TU Chemnitz: Neubau für Materialforschung der Zukunft übergeben

Im neuen Forschungsbau der Technischen Universität Chemnitz wird künftig tief in die Materie gezoomt. Mit dem Transmissionselektronenmikroskopiezentrum der Technischen Universität Chemnitz entsteht eine fakultätsübergreifende Plattform für Materialforschung.

Außenansicht des neu errichteten Transmissionselektronenmikroskopiezentrums der TU Chemnitz
Quelle TU Chemnitz / Jacob Müller

Heute übergab Sachsens Finanzstaatssekretär Sebastian Hecht den Schlüssel an Wissenschaftsstaatssekretärin Prof. Dr. Heike Graßmann und die Vertreterin des Rektors und Prorektorin für Forschung und Universitätsentwicklung der TU Chemnitz, Prof. Dr. Anja Strobel.
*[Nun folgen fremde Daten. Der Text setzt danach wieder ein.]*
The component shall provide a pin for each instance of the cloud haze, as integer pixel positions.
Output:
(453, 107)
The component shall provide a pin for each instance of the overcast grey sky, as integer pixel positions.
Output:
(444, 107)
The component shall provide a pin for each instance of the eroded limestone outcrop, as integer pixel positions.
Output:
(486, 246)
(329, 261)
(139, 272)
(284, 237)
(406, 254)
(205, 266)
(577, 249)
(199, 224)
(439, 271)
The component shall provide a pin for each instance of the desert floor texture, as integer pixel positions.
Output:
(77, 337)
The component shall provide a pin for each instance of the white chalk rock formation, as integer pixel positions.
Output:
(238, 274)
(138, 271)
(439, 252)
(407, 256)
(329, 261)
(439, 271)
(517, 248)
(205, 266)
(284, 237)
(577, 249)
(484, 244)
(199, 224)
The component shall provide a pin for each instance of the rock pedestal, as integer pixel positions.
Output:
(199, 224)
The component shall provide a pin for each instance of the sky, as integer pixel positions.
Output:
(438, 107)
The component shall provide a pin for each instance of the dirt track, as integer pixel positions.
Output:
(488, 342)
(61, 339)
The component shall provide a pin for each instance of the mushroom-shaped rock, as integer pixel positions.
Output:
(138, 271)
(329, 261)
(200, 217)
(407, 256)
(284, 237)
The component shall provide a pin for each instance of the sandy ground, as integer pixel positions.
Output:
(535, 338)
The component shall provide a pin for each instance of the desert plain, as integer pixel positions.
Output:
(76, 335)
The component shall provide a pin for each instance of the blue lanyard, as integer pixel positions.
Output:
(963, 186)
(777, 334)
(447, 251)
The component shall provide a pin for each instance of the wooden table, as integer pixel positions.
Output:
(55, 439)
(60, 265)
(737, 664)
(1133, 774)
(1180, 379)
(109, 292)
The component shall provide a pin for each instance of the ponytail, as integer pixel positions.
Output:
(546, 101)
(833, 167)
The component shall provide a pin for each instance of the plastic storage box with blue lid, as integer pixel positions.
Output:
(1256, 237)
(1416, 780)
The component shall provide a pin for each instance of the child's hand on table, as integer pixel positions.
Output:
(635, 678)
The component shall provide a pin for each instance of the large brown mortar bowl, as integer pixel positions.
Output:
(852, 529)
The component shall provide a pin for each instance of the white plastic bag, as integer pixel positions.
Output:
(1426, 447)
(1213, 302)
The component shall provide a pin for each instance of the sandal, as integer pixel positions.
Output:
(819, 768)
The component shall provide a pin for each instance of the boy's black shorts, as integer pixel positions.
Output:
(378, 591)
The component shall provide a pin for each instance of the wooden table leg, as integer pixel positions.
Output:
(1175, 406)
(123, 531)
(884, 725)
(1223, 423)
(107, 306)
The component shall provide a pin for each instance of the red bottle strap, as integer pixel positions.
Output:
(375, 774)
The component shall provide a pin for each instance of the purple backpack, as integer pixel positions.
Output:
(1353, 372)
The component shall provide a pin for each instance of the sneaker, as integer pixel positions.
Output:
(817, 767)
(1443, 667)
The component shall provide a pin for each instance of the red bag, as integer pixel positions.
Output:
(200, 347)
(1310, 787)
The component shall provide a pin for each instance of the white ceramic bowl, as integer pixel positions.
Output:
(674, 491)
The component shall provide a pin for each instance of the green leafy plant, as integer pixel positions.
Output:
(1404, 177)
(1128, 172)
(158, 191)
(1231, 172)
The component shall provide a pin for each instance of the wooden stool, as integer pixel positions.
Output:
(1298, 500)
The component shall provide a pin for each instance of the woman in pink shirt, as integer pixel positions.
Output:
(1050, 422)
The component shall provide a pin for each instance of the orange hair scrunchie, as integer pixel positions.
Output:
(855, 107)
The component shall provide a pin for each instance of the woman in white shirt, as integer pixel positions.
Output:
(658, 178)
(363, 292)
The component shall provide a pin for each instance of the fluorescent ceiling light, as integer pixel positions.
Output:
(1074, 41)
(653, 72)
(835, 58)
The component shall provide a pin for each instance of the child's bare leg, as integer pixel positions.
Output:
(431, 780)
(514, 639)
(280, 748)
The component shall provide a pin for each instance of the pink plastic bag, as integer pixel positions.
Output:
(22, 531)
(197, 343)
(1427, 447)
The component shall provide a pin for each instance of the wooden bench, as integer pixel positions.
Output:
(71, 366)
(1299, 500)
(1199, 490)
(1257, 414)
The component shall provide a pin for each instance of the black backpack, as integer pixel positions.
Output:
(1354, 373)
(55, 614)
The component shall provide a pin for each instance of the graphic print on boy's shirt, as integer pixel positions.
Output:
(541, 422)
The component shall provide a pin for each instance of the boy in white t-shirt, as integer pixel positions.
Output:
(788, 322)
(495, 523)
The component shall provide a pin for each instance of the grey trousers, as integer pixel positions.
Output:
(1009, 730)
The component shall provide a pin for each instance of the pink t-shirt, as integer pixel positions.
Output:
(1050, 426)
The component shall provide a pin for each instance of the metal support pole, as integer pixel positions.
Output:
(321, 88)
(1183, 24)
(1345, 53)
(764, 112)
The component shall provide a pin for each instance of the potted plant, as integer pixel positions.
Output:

Das Gebäude bietet optimale Bedingungen für den Betrieb von zwei hochauflösenden Transmissionselektronenmikroskopen und einer Ionenfeinstrahlanlage. Diese Großgeräte sind von herausragender Bedeutung für die Materialforschung an der TU Chemnitz und werden durch die Fakultäten für Maschinenbau, Naturwissenschaften sowie Elektrotechnik und Informationstechnik genutzt. Mit dem Transmissionselektronenmikroskopiezentrum entsteht somit eine fakultätsübergreifende Plattform für Materialforschung, in der die Expertise aus verschiedenen Forschungsbereichen vereint ist. Zahlreiche Wissenschaftler aus mehr als 20 Professuren der Universität arbeiten hier gemeinsam daran, insbesondere die Kernkompetenz der TU Chemnitz im Bereich “Materialien und Intelligente Systeme” weiter auszubauen. Zugleich stärkt das Zentrum die internationale Sichtbarkeit des Forschungsstandortes Chemnitz auf einem zukunftsweisenden Gebiet.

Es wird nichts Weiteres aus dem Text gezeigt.